Here is the whole code for how to send the file from your Android app to the Java or Groovy server:

public class FileUploadService.java extends IntentService {
    public FileUploadService() {
        super(FileUploadService.class.getSimpleName());
    }

    @Override
    protected void onHandleIntent(@Nullable Intent intent) {
        String username = "myName";
	String userToken = "some%token%data";

        try {
            String url = "http://serverurl/api/upload";

            OkHttpClient.Builder builder = new OkHttpClient.Builder();
            builder.connectTimeout(30, TimeUnit.SECONDS);
            builder.readTimeout(30, TimeUnit.SECONDS);

            File file = getLogFile();

            RequestBody requestBody = new MultipartBody.Builder()
                    .setType(MultipartBody.FORM)
                    .addFormDataPart("file", file.getName(),
                            RequestBody.create(MediaType.parse("text/csv"), file))
                    .addFormDataPart("username", username)
                    .build();

            Request requestBuilder = new Request.Builder()
                    .header("Authorization", userToken)
                    .url(url)
                    .post(requestBody)
                    .build();
            
            OkHttpClient client = builder.build();

            Response response = client.newCall(requestBuilder).execute();

        } catch (IOException e) {
            e.printStackTrace();
        }
    }

}

Receive file on server

In this section we will show how you can receive the file on the server using Java or Groovy. We will use Groovy, but it’s almost identical with how you would do it in Java.

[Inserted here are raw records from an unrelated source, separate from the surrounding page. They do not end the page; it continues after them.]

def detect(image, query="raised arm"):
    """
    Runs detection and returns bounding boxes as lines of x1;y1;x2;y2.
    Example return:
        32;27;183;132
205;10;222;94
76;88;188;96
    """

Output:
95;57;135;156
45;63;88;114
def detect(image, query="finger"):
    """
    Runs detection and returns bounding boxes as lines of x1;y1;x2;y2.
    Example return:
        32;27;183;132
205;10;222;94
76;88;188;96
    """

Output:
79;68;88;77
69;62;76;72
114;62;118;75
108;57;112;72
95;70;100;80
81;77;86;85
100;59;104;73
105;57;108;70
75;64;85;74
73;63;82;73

The data from the app will be received by your API Controller and the params arguments will hold all the data.

In order to save the file on server you may use the Spring framework MultipartFile.transferTo() method. As we are sending the request in parts, we will need to receive it in parts as well.

def upload() {
	String username = params.username
	String path = createNewFilePath();

	File logFile = new File(path)
	
	params.file.transferTo(logFile)

    	render “Ok”
}

Errors

You may encounter some errors while receiving the file.

The ones we’ve seen are
IllegalAccessError occurred when processing request: [POST] /api/upload - parameters:...
tried to access class
org.springframework.web.multipart.support.StandardMultipartHttpServletRequest$StandardMultipartFile
... java.lang.reflect.InvocationTargetException: null
Caused by: java.lang.IllegalAccessError: tried to access class
org.springframework.web.multipart.support.StandardMultipartHttpServletRequest$StandardMultipartFile ...

All these errors were the result of the wrong use of methods on the receiving file.

For example, casting a MultipartFile to MultipartFile isn’t actually allowed:

StandardMultipartHttpServletRequest.StandardMultipartFile = params.file //wrong

Another example we encountered was IOFileUploadException:
org.springframework.web.multipart.MultipartException:
Could not parse multipart servlet request; nested exception is java.io.IOException:
org.apache.tomcat.util.http.fileupload.FileUploadBase$IOFileUploadException:
Processing of multipart/form-data request failed. null

The reason for this error was WiFi connection abort on the mobile phone sending the file.